Intervention de Juliana Veras

Commission d'enquête Pénurie de médicaments — Réunion du 29 mars 2023 à 13h35
Audition de mmes catherine simonin représentante de france assos santé juliana veras coordinatrice de médecins du monde docteurs julie allemand-sourrieu représentante du collectif santé en danger franck prouhet représentant du collectif notre santé en danger et M. Christophe duGuet représentant de l'afm-téléthon

Juliana Veras, coordinatrice de Médecins du Monde :

Nous avons déposé deux oppositions à des brevets pour le Sofosbuvir et le Kymriah et formulé deux observations de tiers sur les vaccins contre le covid-19.

Les industriels multiplient les demandes autour d'un même produit : ils souhaitent breveter toute la chaîne de production. L'activité inventive, la nouveauté et l'application industrielle sont des critères de brevetabilité. Mais c'est une fiction juridique, qui peut être interprétée de façon large ou restrictive. Un rapport de 2019 sur la concurrence dans le marché pharmaceutique européen a influencé la démarche Raising the Bar adoptée par l'OEB, visant à rendre plus rigoureuse l'adoption des critères de brevetabilité. Mais ce projet semble avoir été abandonné. De plus, des combinaisons de molécules existant déjà dans l'état de l'art ne devraient pas faire l'objet de brevets ; je pense notamment aux polymorphes.

Nous disposons d'une connaissance concrète de l'impact des prix sur les rationnements. Nous travaillons avec des consommateurs de drogue, très touchés par l'hépatite C : ils ont besoin du Sofosbuvir. Nous nous sommes également intéressés aux conséquences sur le système de santé lui-même, qui n'est pas décorrélé du prix des médicaments.

La licence d'office est un outil pour la mise en place de génériques ; elle a été utilisée par plusieurs pays et a permis de nombreuses économies. Elle pourrait être utilisée pour le Sofosbuvir, dont le prix demeure élevé du fait d'une situation de monopole. Nombre d'acteurs, notamment le Sénat, ont souligné les abus de ce modèle économique.

Dr Julie Allemand-Sourrieu. - Il est nécessaire d'harmoniser les prix au sein de l'Union européenne, afin que les États membres ne se concurrencent pas entre eux.

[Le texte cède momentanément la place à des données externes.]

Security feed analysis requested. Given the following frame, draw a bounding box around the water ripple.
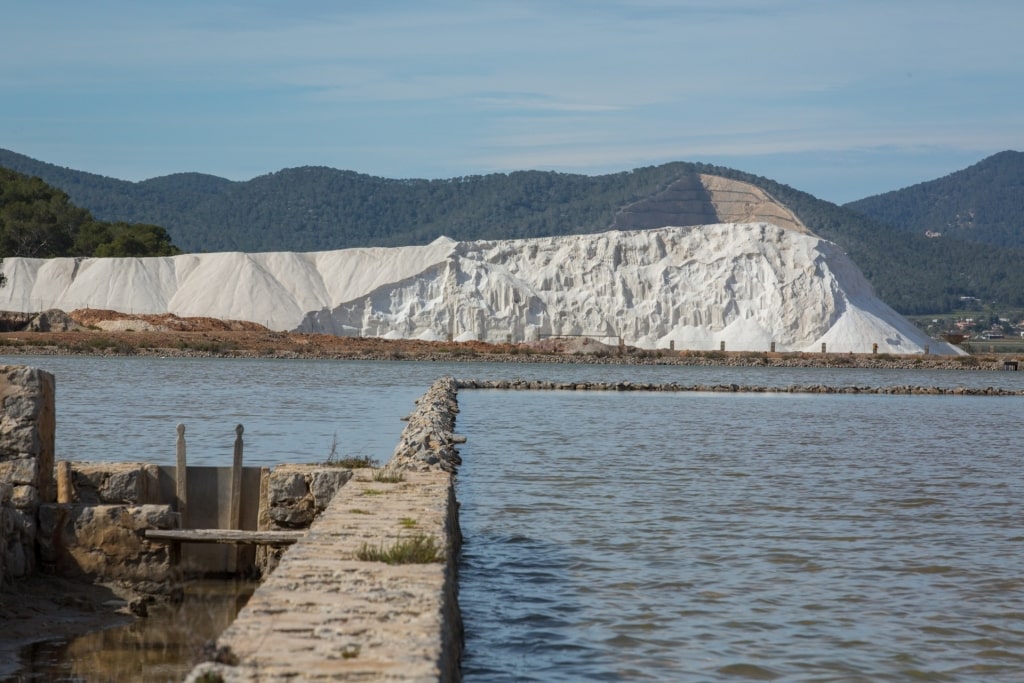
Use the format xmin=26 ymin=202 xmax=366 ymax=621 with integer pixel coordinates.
xmin=458 ymin=392 xmax=1024 ymax=682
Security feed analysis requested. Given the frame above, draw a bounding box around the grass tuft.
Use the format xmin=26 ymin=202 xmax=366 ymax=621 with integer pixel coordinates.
xmin=374 ymin=467 xmax=406 ymax=483
xmin=355 ymin=533 xmax=444 ymax=564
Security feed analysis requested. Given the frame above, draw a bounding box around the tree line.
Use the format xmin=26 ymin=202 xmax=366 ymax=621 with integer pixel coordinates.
xmin=0 ymin=168 xmax=180 ymax=259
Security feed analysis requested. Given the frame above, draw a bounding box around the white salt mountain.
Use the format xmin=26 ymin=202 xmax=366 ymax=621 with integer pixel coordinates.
xmin=0 ymin=222 xmax=957 ymax=353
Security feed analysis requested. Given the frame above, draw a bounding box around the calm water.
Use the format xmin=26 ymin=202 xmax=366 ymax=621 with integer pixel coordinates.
xmin=0 ymin=355 xmax=1024 ymax=465
xmin=0 ymin=356 xmax=1024 ymax=682
xmin=458 ymin=391 xmax=1024 ymax=682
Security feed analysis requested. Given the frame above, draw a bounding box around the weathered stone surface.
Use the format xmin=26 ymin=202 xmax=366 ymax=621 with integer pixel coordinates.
xmin=40 ymin=505 xmax=178 ymax=584
xmin=99 ymin=470 xmax=145 ymax=504
xmin=0 ymin=457 xmax=39 ymax=486
xmin=268 ymin=467 xmax=309 ymax=507
xmin=269 ymin=498 xmax=316 ymax=528
xmin=10 ymin=484 xmax=39 ymax=510
xmin=72 ymin=462 xmax=160 ymax=505
xmin=186 ymin=470 xmax=462 ymax=683
xmin=387 ymin=377 xmax=462 ymax=472
xmin=309 ymin=467 xmax=352 ymax=514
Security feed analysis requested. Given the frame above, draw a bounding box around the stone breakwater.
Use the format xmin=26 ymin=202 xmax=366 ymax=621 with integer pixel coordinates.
xmin=455 ymin=379 xmax=1024 ymax=396
xmin=186 ymin=378 xmax=463 ymax=683
xmin=387 ymin=377 xmax=463 ymax=473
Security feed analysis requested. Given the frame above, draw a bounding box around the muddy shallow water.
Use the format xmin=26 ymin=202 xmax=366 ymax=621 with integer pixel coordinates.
xmin=9 ymin=581 xmax=256 ymax=683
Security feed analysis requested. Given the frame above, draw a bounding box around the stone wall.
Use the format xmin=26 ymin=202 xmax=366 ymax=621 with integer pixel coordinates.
xmin=0 ymin=366 xmax=55 ymax=582
xmin=187 ymin=378 xmax=463 ymax=683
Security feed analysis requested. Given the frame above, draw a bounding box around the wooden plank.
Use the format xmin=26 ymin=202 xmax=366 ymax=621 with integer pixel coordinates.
xmin=145 ymin=528 xmax=306 ymax=546
xmin=57 ymin=460 xmax=75 ymax=505
xmin=227 ymin=425 xmax=245 ymax=573
xmin=174 ymin=424 xmax=188 ymax=528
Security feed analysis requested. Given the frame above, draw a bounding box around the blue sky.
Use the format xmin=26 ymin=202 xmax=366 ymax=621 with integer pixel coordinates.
xmin=0 ymin=0 xmax=1024 ymax=203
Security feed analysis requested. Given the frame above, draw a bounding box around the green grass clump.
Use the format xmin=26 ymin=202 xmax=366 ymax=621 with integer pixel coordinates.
xmin=355 ymin=533 xmax=444 ymax=564
xmin=374 ymin=467 xmax=406 ymax=483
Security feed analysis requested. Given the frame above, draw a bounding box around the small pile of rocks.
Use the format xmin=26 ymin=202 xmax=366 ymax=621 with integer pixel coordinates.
xmin=386 ymin=377 xmax=465 ymax=473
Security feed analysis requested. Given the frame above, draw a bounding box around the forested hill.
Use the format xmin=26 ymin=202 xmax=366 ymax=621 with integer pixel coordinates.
xmin=0 ymin=150 xmax=1024 ymax=313
xmin=846 ymin=152 xmax=1024 ymax=247
xmin=0 ymin=168 xmax=180 ymax=259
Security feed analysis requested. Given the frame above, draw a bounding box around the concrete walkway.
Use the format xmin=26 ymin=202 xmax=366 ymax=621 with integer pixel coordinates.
xmin=187 ymin=470 xmax=462 ymax=683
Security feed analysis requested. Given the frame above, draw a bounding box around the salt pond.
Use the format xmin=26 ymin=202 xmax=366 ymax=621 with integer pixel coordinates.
xmin=0 ymin=356 xmax=1024 ymax=681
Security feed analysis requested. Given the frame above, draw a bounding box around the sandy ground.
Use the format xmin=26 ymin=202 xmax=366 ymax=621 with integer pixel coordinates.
xmin=0 ymin=309 xmax=991 ymax=370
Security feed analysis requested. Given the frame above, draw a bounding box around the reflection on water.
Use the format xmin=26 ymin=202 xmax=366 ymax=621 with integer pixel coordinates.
xmin=458 ymin=391 xmax=1024 ymax=683
xmin=7 ymin=581 xmax=256 ymax=683
xmin=0 ymin=356 xmax=1024 ymax=683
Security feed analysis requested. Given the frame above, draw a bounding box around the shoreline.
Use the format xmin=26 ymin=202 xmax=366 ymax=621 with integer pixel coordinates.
xmin=0 ymin=331 xmax=1007 ymax=371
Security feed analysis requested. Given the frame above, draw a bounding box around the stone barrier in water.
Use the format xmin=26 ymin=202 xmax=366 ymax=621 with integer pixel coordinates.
xmin=455 ymin=379 xmax=1024 ymax=396
xmin=0 ymin=366 xmax=56 ymax=584
xmin=187 ymin=378 xmax=463 ymax=683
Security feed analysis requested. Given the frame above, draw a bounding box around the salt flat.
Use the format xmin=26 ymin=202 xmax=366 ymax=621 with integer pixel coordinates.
xmin=0 ymin=222 xmax=956 ymax=353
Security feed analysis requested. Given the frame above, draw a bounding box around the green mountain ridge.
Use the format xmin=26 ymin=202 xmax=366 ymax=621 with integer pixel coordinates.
xmin=845 ymin=151 xmax=1024 ymax=247
xmin=0 ymin=150 xmax=1024 ymax=314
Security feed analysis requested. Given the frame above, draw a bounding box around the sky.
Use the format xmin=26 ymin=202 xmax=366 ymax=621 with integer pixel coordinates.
xmin=0 ymin=0 xmax=1024 ymax=204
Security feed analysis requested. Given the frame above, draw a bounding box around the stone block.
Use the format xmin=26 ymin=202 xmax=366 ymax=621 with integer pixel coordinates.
xmin=267 ymin=470 xmax=309 ymax=507
xmin=267 ymin=497 xmax=316 ymax=528
xmin=309 ymin=467 xmax=352 ymax=514
xmin=99 ymin=470 xmax=145 ymax=505
xmin=10 ymin=484 xmax=40 ymax=510
xmin=0 ymin=457 xmax=39 ymax=485
xmin=40 ymin=505 xmax=178 ymax=584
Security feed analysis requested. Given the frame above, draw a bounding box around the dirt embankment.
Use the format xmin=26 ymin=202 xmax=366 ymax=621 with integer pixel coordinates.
xmin=0 ymin=309 xmax=1009 ymax=370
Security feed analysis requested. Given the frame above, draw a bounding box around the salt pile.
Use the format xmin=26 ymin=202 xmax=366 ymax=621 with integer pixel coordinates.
xmin=0 ymin=222 xmax=957 ymax=353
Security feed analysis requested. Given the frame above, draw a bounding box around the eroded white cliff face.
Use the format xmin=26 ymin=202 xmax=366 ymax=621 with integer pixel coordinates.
xmin=0 ymin=223 xmax=955 ymax=353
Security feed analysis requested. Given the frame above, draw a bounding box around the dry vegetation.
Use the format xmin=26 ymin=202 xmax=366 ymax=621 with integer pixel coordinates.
xmin=0 ymin=309 xmax=1010 ymax=370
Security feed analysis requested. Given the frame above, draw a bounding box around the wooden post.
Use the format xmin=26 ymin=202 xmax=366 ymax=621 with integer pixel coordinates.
xmin=227 ymin=425 xmax=245 ymax=573
xmin=57 ymin=460 xmax=75 ymax=505
xmin=174 ymin=424 xmax=188 ymax=528
xmin=255 ymin=467 xmax=273 ymax=577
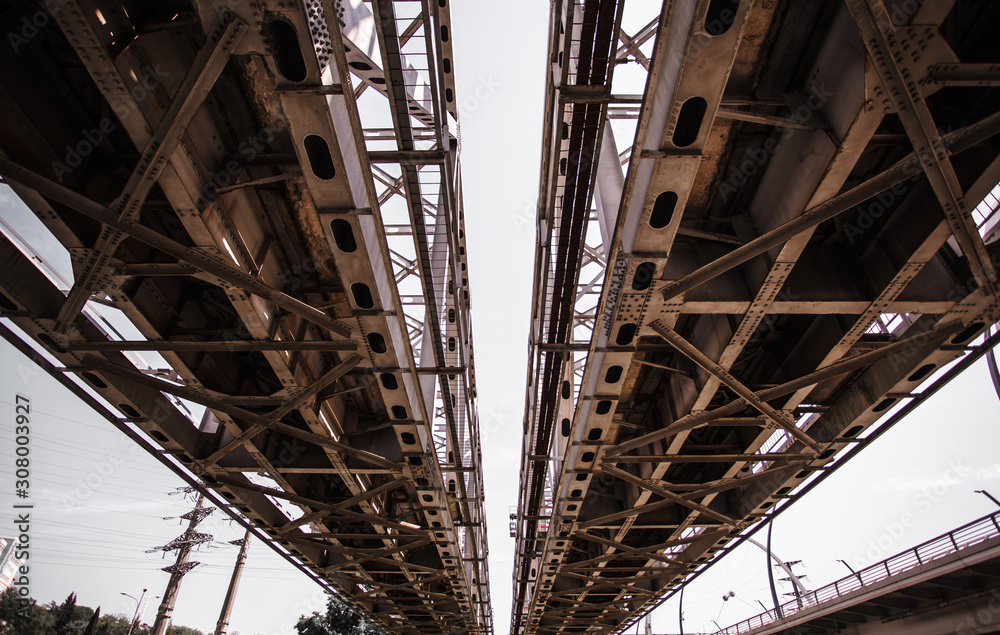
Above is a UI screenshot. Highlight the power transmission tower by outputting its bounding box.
[215,529,250,635]
[147,494,215,635]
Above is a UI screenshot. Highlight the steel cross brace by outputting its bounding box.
[0,157,351,337]
[650,320,822,452]
[205,354,361,463]
[661,113,1000,300]
[55,13,247,333]
[604,322,964,459]
[845,0,1000,297]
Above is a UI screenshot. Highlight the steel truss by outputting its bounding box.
[511,0,1000,634]
[0,0,492,634]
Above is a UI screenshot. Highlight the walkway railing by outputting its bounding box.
[718,512,1000,635]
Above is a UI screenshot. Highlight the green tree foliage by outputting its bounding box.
[0,589,205,635]
[295,595,381,635]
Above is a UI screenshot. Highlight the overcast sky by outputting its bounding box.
[0,0,1000,635]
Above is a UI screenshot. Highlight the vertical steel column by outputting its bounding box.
[215,529,250,635]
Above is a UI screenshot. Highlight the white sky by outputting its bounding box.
[0,0,1000,635]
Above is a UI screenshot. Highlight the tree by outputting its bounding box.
[295,595,381,635]
[0,588,48,635]
[49,593,92,635]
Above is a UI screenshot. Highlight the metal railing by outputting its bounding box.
[718,512,1000,635]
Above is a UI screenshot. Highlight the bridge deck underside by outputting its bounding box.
[0,0,492,634]
[512,0,1000,633]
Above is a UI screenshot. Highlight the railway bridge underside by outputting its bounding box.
[0,0,492,635]
[511,0,1000,634]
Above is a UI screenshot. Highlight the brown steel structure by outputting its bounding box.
[511,0,1000,635]
[0,0,492,635]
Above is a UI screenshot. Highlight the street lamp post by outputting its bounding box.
[120,589,147,635]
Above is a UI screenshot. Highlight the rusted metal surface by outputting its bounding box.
[0,0,492,634]
[511,0,1000,634]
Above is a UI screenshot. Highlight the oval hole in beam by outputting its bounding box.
[673,97,708,148]
[330,218,358,254]
[302,135,337,181]
[649,192,678,229]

Il convient également de fluidifier le marché du médicament pour que les pays de l'Union puissent s'aider mutuellement, via une harmonisation des étiquetages et des marchés nationaux.

L'extension des dates de péremption est une piste intéressante. Cela suppose toutefois de mener des études de stabilité sur les principes actifs, qui pourraient s'appuyer sur les travaux des Observatoires du médicament, des dispositifs médicaux et d'innovation thérapeutique (Omedit).

Le portail DP-Ruptures, utilisé par les pharmaciens, devrait également être accessible aux prescripteurs : la coordination et les outils de communication sont essentiels sur le terrain.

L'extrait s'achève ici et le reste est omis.